The process that the PBT transport network as shown in FIG. 3 forwards data is as follows.
First, the provisioning and management functional system configures the PBT links, for example, configures the PBT links dynamically or statically via the control plane of Generalized Multi-Protocol Label Switching (GMPLS), and maintains the states of the PBT links.
Then, the provisioning and management functional system learns the MAC addresses by using IVL on the network nodes through which the Ethernet switching path over the PBT transport path passes, for example, on PEs and Ps as shown in FIG. 2, and configures a MAC address forwarding table of PBT.
Thus, a PE may forward the customer data sent from a customer network to PE to a next hop network node according to the forwarding table configured as above. The next hop network node then forwards the customer data to another next hop network node according to the forwarding table configured as above, until the customer data reaches a PE connected to the destination customer network. The intermediate node(s) only forward the message and do not perform other processing to the message.
The above described PBT and IEEE 802.1 ah techniques have been further applied to access network. Nevertheless, either of them supports the terminal mobility in MAC layer.
A Mobile IP (MIP) standard of IETF in the prior art is based on IP (Internet Protocol) protocol. The MIP standard has the following disadvantages.

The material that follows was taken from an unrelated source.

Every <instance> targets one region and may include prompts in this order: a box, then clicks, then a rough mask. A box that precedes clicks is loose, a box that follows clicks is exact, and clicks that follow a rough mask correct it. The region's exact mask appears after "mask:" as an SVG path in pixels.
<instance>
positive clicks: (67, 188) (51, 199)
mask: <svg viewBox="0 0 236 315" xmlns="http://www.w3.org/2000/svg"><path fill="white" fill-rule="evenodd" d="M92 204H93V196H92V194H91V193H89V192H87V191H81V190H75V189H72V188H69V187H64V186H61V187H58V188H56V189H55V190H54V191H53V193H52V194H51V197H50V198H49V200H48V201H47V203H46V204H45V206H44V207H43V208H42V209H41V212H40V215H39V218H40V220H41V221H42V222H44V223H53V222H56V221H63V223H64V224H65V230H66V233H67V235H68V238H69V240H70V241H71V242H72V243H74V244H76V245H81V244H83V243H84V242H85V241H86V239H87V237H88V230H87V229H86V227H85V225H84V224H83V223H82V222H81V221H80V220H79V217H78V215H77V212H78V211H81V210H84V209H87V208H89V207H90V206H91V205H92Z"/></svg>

1. The MIP standard is a non-connection-oriented mobile IP technique based on route, and can not provide a Quality of Service (QoS) guarantee, accordingly is not suitable for multimedia communication yet.
2. The MIP standard does not support layer two mobile VPN and E2E VLAN.
3. In the case that the utilization of IPv4 and IPv6 terminals are mixed, the network must support both stacks of IPv4 and IPv6, resulting in a relative complicated network. Thus, the IPv4 network can not be reconstructed into an IPv6 network smoothly.
4. There is a limitation of an IP hop between a mobile node (MN) and a foreign agent.
5. When moving in a high speed, a mobile node is faced with the problems such as frequent handover and registration and update of foreign agent (FA). The MIP interaction information, such as registration in IP layer, etc., occupies much radio bandwidth, and the registration interaction information in IP layer may result in a relative large handover delay. This can not meet the requirements of high speed handover.